As the Roosevelt administration was debating whether or not to grant military aid to Britain (a March 1941 Lend-Lease deal would eventually send 50 obsolete destroyers to Great Britain in exchange for leases from the British of a number of bases in the Caribbean), Kennedy publicly spoke out against any such U.S. action. He chilled both Washington and London with his comments, “Democracy is finished in England. It may be here,” referring to the United States. His remarks were published in the Boston Sunday Globe on November 10, 1940. (

So, Pelham’s comments about Joseph Kennedy in Pelham on Parole are not far from the truth, and we learn later about Kennedy’s other shady dealings while Pelham shivers in his Sam Cooper Jockey shorts on the deck of a U-Boat.

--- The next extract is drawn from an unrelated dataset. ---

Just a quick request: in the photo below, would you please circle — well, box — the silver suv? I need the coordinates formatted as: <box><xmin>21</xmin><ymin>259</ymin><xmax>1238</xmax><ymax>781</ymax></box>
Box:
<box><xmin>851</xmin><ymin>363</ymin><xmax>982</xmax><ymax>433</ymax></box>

In Pelham on Parole you will find Pelham and Studely in St. Mary Mead where they espy a diplomatic vehicle, a Cadillac, perhaps belonging to the USA embassy and part of Joseph Kennedy’s fleet. As Pelham informs Studely – the man from RKO.

RKO, a subsidiary of Radio-Keith-Orpheum, was one of the big five film studios of what can best be classed as the heyday of Hollywood. They churned out Fred Astaire and Ginger Rogers musicals along with low budget horror flicks and film noir.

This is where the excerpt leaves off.